Nous avons créé ce blog dans l'intention de faire connaître les travaux de recherche en didactique de la géographie. Notre objectif est également de participer au renouveau de cette discipline, du point de vue de ses méthodes, de ses contenus et de ses outils. Plus globalement nous espérons que ce site permettra d'alimenter les débats et les réflexions sur l'enseignement de l'histoire-géographie, de l'école à l'université. (voir notre manifeste)

jeudi 22 novembre 2018

Des écoles normales à l’ESPE – Témoignages de formateurs


Catherine Dorison, Jean-Pierre Chevalier, Anissa Belhadjin, Marie-Laure Elalouf et Maryse Lopez

Des écoles normales à l’ESPE – Témoignages de formateurs

Presses Universitaires de Grenoble – 2018 – 237 p – 21 euros



CR de Xavier Leroux


Né de la frustration et de la douleur qu’a suscité l’évolution de la formation des enseignants sur la période l’emmenant des écoles normales aux ESPE, cet ouvrage impeccablement présenté (maquette, typographie, utilisation pertinente et dosée des annexes) rassemble les témoignages de dizaines de formateurs, de tous statuts et de tous horizons, travaillant ou ayant travaillé dans les structures de formation de l’académie de Versailles.

Collectés par cinq enseignants-chercheurs du laboratoire EMA (Ecole, Mutations, Apprentissages) de l’université de Cergy Pontoise, eux-mêmes rattachés à la formation des enseignants (Catherine Dorison, Jean-Pierre Chevalier, Anissa Belhadjin, Marie-Laure Elalouf et Maryse Lopez), les récits de ces nombreux témoins apparaissent riches d’enseignements et ce, bien au-delà de l’échelle académique d’où ils émanent.

Résonant comme un parti pris très engagé dès les premières pages de l’introduction, le fait de contribuer à l’histoire de la formation des enseignants en faisant de ces témoignages une source de cette histoire apparaît une façon originale et percutante de lire les choses de l’intérieur, avec une réelle profondeur, notamment pour se prémunir des « discours de rupture » ambiants qui ignorent volontairement les expérimentations passées ou présentent des nouveautés qui n’en sont pas.

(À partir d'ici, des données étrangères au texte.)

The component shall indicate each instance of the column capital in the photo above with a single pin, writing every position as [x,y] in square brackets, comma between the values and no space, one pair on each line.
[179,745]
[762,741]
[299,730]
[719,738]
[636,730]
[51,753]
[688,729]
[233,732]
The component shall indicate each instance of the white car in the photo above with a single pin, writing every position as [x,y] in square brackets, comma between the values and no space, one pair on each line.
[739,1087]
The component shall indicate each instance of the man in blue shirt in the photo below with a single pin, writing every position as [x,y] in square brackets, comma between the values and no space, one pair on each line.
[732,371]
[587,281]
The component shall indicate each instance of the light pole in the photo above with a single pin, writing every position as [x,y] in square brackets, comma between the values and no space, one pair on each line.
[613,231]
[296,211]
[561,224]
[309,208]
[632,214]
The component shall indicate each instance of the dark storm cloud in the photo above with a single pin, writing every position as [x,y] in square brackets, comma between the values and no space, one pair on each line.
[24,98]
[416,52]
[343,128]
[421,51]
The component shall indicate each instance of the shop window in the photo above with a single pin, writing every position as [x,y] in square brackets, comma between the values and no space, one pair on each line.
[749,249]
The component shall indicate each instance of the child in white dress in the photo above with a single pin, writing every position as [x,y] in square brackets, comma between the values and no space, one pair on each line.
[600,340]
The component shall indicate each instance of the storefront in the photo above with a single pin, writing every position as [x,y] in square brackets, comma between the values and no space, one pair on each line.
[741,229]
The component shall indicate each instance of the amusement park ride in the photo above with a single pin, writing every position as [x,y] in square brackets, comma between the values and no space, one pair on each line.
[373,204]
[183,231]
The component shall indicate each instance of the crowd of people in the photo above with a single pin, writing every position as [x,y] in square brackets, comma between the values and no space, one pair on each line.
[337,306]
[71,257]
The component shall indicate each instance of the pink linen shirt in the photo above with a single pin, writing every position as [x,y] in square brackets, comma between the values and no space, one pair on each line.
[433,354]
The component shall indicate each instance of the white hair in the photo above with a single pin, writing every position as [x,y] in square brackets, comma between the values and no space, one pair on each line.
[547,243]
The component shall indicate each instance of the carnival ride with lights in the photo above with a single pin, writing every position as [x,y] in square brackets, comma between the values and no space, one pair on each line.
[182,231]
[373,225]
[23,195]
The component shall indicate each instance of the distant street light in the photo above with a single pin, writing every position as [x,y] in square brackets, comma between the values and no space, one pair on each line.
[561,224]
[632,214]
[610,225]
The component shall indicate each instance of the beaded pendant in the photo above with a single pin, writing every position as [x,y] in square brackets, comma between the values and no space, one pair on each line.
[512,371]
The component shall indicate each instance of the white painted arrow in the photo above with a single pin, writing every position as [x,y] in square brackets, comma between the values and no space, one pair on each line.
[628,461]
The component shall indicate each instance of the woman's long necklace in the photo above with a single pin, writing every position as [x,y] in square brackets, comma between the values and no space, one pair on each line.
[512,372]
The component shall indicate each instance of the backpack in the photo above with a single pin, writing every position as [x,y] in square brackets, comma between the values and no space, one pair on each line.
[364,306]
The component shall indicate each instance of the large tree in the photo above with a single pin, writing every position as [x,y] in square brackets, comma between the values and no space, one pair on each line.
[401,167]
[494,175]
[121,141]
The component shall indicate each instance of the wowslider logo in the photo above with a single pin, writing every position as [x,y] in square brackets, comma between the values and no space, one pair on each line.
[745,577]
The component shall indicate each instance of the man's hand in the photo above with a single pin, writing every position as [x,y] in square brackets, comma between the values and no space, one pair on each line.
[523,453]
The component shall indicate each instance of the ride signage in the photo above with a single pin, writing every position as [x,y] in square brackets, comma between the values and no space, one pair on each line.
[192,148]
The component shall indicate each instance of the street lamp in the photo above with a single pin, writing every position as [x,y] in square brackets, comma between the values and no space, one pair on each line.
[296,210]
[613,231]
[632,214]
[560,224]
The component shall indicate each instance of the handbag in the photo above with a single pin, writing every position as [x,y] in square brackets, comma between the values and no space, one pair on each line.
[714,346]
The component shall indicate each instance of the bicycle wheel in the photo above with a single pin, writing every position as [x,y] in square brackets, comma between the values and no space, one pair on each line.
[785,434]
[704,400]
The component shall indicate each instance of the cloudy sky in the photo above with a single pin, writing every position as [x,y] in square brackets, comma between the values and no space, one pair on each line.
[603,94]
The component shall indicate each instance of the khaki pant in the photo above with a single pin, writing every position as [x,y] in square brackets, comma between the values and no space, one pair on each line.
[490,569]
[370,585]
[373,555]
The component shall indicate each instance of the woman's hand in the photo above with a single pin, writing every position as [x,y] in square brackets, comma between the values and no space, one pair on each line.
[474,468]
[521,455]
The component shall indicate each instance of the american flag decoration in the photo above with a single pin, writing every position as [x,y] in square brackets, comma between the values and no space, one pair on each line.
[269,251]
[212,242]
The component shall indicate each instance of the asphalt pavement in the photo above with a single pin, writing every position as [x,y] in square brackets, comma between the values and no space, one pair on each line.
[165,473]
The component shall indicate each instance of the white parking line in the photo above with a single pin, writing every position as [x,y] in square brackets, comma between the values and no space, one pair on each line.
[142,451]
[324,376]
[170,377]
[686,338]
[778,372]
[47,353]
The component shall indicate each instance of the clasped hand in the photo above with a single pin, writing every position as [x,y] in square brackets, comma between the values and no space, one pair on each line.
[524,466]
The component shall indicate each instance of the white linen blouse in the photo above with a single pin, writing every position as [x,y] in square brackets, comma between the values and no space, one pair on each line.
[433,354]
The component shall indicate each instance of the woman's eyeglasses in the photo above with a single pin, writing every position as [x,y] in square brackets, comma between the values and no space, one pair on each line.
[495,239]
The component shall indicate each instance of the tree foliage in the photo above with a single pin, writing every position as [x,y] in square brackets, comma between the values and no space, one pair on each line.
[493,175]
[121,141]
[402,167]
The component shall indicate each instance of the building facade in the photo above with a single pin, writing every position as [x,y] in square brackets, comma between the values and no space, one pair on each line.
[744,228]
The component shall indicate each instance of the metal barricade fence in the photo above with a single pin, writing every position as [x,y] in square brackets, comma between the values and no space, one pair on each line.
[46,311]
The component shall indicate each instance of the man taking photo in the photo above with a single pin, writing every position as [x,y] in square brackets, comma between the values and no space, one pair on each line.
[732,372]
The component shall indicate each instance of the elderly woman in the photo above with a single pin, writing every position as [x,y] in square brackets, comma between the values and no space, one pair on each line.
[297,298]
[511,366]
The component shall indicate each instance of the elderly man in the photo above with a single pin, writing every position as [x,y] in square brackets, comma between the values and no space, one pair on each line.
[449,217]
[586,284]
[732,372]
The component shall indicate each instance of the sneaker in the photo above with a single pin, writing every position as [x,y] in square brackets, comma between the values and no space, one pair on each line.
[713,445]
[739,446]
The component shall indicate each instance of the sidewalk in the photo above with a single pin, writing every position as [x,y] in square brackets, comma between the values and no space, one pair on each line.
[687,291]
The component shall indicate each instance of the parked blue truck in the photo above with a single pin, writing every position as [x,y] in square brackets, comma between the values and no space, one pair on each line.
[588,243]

Comment saisir cette évolution fine du métier de formateur d’enseignants ?

Une lecture possible, la plus naturelle, est bien sûr celle de la chronologie : les trois premiers chapitres, représentant la moitié du volume de l’ouvrage, nous montrent très clairement qu’il y a eu un âge d’or à l’époque des écoles normales au moins en termes de moyens, de temps dégagé pour travailler, de souplesse dans la conception et l’exécution des tâches et que, progressivement, les choses se sont gâtées pour en arriver aux dramatiques conséquences de l’intégration aux universités et à la masterisation amenant les baisses en cascade : des postes aux concours et, mécaniquement, des vocations et des inscriptions, des heures dévolues à la formation. Mais il est évident que les modèles de formation étaient différents et le contexte moins crispé autour de la question.

Mais ce qui ponctue tout aussi nettement la chronologie de ces évolutions institutionnelles, c’est cette très forte résilience des formateurs qui, bien qu’heurtés dans les finalités de leur mission et bousculés dans leurs pratiques, ont su, pour une partie d’entre eux : collaborer pour contourner les clans ; se lancer dans des formations diplômantes dans le cadre de masters et de doctorats ; investir le distanciel ; répondre aux attentes d’un nouveau public de prétendants à l’enseignement, plus âgé, plus instruit, car ayant eu une « première carrière » avant.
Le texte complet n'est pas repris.